Namun, respons dari Amerika Serikat justru memperlihatkan sikap keras.
Pemerintah AS menilai proposal tersebut tidak realistis dan tidak dapat diterima, sehingga peluang negosiasi dalam waktu dekat menjadi semakin kecil.
Kementerian Luar Negeri Iran menyatakan bahwa pihaknya masih mengevaluasi sikap Washington, namun menegaskan bahwa setiap upaya perdamaian harus didasarkan pada prinsip keadilan serta penghormatan terhadap kedaulatan negara.

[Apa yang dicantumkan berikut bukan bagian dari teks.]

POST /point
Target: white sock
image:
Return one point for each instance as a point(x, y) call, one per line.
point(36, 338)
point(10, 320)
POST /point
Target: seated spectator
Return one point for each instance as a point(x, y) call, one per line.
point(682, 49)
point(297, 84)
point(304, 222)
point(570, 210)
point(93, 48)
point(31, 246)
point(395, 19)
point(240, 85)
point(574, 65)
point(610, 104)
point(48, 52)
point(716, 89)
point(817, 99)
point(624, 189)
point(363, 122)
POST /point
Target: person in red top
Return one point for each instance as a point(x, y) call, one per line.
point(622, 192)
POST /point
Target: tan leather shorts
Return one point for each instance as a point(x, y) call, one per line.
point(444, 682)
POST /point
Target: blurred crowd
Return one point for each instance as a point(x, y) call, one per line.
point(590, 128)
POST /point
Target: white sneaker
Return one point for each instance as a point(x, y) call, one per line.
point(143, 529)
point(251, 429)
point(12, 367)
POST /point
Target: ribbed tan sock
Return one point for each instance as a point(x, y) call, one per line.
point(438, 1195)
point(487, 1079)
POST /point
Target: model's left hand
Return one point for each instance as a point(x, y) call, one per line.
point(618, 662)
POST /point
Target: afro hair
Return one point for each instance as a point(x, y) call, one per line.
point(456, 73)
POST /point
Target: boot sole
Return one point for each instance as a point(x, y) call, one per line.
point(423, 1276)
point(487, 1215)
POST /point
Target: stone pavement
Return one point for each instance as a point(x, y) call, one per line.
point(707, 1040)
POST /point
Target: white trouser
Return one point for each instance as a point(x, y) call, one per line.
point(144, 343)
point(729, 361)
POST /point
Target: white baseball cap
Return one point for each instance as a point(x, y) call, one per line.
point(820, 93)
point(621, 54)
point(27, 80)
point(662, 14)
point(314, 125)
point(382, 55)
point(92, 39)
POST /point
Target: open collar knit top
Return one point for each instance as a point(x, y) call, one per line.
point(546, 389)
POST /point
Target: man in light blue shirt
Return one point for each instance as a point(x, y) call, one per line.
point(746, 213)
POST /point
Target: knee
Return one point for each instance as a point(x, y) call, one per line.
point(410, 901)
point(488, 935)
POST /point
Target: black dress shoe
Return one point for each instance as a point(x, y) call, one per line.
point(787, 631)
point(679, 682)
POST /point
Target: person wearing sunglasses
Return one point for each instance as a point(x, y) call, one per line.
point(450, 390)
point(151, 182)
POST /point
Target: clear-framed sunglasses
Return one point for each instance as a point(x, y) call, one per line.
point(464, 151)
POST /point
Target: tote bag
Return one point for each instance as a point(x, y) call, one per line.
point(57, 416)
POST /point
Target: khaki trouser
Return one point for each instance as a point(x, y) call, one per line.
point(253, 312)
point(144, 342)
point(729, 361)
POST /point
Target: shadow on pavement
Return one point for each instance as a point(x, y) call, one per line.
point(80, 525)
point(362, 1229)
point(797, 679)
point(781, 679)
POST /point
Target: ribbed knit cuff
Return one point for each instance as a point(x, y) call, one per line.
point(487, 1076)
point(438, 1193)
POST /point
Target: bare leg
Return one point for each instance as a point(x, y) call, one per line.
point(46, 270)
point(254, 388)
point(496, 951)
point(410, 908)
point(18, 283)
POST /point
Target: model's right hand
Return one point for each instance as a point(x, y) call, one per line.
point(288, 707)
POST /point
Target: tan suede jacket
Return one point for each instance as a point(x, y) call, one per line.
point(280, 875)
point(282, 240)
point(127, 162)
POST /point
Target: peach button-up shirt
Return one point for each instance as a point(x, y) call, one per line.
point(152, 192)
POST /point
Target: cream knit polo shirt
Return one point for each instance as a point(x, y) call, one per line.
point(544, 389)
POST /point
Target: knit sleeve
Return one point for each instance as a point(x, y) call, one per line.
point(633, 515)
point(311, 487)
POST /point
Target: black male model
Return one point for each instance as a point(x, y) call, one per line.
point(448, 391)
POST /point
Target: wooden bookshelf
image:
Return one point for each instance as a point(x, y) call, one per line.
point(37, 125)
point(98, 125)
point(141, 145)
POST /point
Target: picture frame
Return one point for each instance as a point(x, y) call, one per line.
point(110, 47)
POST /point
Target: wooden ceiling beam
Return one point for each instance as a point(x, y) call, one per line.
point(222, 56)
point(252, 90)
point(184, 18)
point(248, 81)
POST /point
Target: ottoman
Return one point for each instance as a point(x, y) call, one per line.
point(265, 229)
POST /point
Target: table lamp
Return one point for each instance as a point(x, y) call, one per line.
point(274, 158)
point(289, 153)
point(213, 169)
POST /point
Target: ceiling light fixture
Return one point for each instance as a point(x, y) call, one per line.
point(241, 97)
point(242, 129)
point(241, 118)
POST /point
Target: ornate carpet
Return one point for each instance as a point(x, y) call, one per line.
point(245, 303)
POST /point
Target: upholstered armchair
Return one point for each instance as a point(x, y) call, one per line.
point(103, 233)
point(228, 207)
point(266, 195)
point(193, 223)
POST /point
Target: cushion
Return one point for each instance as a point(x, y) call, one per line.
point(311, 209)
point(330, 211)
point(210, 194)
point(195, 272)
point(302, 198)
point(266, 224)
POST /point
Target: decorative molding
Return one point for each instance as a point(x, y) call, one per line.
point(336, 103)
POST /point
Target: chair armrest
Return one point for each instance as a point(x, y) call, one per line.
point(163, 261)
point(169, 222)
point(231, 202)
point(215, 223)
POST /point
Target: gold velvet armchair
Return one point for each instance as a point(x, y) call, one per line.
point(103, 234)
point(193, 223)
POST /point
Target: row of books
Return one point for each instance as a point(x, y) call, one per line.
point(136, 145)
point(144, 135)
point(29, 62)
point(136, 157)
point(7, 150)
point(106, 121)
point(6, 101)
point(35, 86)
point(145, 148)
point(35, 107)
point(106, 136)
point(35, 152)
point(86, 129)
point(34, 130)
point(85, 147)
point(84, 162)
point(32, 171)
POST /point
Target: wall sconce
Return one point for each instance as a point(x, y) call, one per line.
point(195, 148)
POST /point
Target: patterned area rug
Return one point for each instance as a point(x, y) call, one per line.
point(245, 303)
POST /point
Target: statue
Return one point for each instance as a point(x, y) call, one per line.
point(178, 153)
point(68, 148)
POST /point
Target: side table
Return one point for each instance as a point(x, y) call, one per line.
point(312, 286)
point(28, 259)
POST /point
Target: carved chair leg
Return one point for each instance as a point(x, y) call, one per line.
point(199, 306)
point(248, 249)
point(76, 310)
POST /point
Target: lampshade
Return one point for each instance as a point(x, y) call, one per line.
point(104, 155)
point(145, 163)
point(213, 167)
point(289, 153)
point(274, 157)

Kebuntuan diplomasi ini membuat situasi semakin rawan, karena jalur komunikasi yang tidak efektif berpotensi mempercepat eskalasi menuju konflik terbuka.
Israel Intensifkan Operasi, Kawasan Kian Tidak Stabil
Di sisi lain, dinamika konflik juga dipengaruhi oleh langkah Israel yang terus meningkatkan operasi militernya di kawasan.
Serangan udara dilaporkan kembali terjadi di Lebanon dan menyebabkan sejumlah korban, termasuk tenaga medis.